To ensure reproducibility, include positive controls (recombinant SPAC11D3.02c protein) and loading controls (such as actin) on each blot .

What strategies exist for improving SPAC11D3.02c antibody sensitivity in low-expression systems?

When detecting low-abundance SPAC11D3.02c protein, several strategies can enhance antibody sensitivity:

  • Sample enrichment: Use subcellular fractionation or immunoprecipitation to concentrate the target protein before analysis.

  • Signal amplification techniques: Employ tyramide signal amplification (TSA) or polymer-based detection systems which can increase sensitivity by 10-100 fold compared to conventional methods.

  • Alternative detection systems: Consider using highly sensitive fluorescent secondary antibodies with infrared detection systems or quantum dots for improved signal-to-noise ratios.

  • Enzymatic treatments: In some cases, treating samples with phosphatases or deglycosylation enzymes may remove modifications that hinder antibody binding.

  • Extended exposure times: For Western blots with chemiluminescent detection, longer exposure times coupled with low-noise imaging systems can detect faint signals.

Additionally, researchers can optimize antibody concentration through careful titration experiments and consider using antibody fragments (Fab or F(ab')2) if steric hindrance is suspected to limit antigen accessibility in certain applications.

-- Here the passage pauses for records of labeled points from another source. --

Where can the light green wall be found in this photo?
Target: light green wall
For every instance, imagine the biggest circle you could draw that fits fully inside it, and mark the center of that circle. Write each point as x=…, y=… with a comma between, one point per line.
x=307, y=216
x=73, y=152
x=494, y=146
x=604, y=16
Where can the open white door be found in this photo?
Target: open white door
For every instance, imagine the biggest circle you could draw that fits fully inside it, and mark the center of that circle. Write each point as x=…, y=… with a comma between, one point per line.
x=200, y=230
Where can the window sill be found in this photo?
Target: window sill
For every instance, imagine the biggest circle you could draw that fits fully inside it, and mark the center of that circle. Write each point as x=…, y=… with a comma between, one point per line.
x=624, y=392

How can computational approaches enhance SPAC11D3.02c antibody design and functionality?

Computational methods offer powerful approaches to enhance SPAC11D3.02c antibody design and functionality. Structure-based computational design can predict antibody-antigen interactions and guide rational mutations to improve binding properties. Using techniques similar to those described by Lippow et al., researchers can systematically evaluate mutations in CDR regions to predict enhanced binding affinity . Molecular dynamics simulations can reveal allosteric effects during antibody-antigen recognition, providing insights into binding mechanisms and stability. Additionally, approaches like those implemented in RosettaAntibody can model antibody structures in two main steps: first by using BLAST-based methods to search homologous templates, and then by inserting template CDRs onto template frameworks and optimizing side chains .

For SPAC11D3.02c specifically, computational design approaches would begin with structural modeling of the antibody and the SPAC11D3.02c protein, followed by docking simulations to predict binding conformations. Energy minimization calculations could then identify potential mutations to enhance binding affinity, with promising candidates validated experimentally. This integrated computational-experimental pipeline can significantly accelerate antibody optimization compared to traditional affinity maturation approaches.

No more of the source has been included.